Holy Thursday itself is associated with the religion of the Christians. There are, again, beadles who, though lay men, act as church officials. The ‘high dome’ of St Paul’s Cathedral refers to the most venerated building where the children and their guardians present themselves for a special religious service. The raising of the little hands of the children towards heaven and their singing of songs in praise of God are obviously linked up with the Christian religion. Again, Holy Thursday is a sacred day for the Christians. It was on this day that Jesus Christ ascended to heaven. On Thursday of Holy Week four events are commemorated: the washing of the disciples' feet, the institution of the Sacrament of the Holy Eucharist at the Last Supper, the agony in the garden of Gethsemane, and the betrayal of Christ by Judas.  A special service is held in the church to commemorate this occasion. On this day the children of charity schools are given food and gifts. These they receive from the hands of their old and rich patrons. They are called ‘wise’ because of their taking care of these children. Beadles also act as their spiritual guides. Their snow-white wands agree with the innocent and bright faces of the children. Both the beadles and the patrons are concerned for their welfare. Hence they are brought to St Paul’s Cathedral for their spiritual uplift. Here they raise their hands and sing songs in praise of God. The whole scene thus passes amidst a religious atmosphere. This happens particularly because the day is Holy Thursday. Such, a day also produces a pure thought in the poet’s mind. He asks us to cultivate sympathy as otherwise we may drive out an angel-like child from our doors unknowingly.

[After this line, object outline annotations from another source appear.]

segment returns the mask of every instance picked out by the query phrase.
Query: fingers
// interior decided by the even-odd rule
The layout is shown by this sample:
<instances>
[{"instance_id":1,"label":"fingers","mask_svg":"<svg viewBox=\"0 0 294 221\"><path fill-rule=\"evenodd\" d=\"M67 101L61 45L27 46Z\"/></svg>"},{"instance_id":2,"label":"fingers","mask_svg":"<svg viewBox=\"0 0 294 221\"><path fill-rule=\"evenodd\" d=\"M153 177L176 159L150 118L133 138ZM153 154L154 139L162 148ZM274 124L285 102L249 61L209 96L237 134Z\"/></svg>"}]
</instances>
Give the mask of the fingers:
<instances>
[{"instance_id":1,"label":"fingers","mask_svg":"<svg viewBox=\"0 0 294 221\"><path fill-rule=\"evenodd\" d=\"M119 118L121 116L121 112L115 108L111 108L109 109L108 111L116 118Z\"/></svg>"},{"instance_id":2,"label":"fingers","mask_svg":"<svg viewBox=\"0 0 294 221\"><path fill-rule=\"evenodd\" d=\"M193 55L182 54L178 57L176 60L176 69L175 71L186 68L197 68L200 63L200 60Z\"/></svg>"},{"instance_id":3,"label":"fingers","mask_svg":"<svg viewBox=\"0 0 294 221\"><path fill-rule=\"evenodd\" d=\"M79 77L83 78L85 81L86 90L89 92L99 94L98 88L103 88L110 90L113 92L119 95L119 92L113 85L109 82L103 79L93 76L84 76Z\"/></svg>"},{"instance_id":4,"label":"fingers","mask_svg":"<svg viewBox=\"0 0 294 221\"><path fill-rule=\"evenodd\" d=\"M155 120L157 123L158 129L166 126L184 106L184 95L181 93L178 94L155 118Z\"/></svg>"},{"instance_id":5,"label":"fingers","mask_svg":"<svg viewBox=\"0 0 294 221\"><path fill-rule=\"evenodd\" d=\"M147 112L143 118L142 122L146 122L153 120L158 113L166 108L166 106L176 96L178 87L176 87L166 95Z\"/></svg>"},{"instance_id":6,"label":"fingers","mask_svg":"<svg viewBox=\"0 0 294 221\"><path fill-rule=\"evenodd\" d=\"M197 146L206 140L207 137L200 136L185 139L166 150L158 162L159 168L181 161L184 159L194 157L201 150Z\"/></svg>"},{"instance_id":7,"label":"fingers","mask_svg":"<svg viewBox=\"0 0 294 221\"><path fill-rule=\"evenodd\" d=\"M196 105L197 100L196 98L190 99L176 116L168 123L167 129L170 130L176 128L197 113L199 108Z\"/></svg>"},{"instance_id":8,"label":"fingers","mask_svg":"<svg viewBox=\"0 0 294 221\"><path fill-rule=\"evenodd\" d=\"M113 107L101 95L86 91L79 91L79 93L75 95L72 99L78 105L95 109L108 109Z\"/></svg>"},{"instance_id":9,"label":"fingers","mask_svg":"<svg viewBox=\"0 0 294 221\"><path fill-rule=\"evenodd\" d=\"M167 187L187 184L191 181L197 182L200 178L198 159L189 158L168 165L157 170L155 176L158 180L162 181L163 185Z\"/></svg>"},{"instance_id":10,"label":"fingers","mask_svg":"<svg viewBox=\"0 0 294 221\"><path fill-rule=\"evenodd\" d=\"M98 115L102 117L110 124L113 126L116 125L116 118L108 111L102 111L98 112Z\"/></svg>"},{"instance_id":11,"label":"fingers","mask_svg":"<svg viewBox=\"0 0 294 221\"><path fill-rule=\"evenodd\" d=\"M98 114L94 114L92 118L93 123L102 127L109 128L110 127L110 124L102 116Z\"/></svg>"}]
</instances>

Blake has drawn an impressive picture of the children of the charity schools wearing colorful uniforms are seen marching towards St Paul’s, and rod - carrying Beadles carrying wands act as their guides, are seen walking in batches towards St Paul’s.. The poet is so much moved by their innocent nature that he goes to describe even their little limbs as ‘innocent hands’. The children also possess a radiance which is peculiarly their own. Their clean faces further create a favourable oppression about them. The greatness of their number too produces a profound effect on our mind. They walk in batches wearing such uniforms as are ‘red and blue and green’. While the one here produces a sense of discipline, the other develops a sense of variety before which flies away all idea of ‘drabness or dullness’. They raise their little hands and sing in a deep powerful voice in praise of God. Beneath them sit their old and wise patrons. All theses produce a sacred feeling. In tune with this the poet asks us to cultivate sympathy lest we send away an angel like child unknowingly from our doors. Their old and wise patrons sit below them. It is good to nurture sympathy lest one such angel-like child may be pushed away unawares. The children’s entering into St Paul’s like the waters of the Thames, again, produces an idea of stateliness and abundance. Their freshness compels the poet to take the children up as flowers and their meekness as ‘lambs’:

“O what a multitude they seemd these flowers of London town 
Seated in companies they sit with radiance all their own 
The hum of multitudes was there but multitudes of lambs 
Thousands of little boys & girls raising their innocent hands ”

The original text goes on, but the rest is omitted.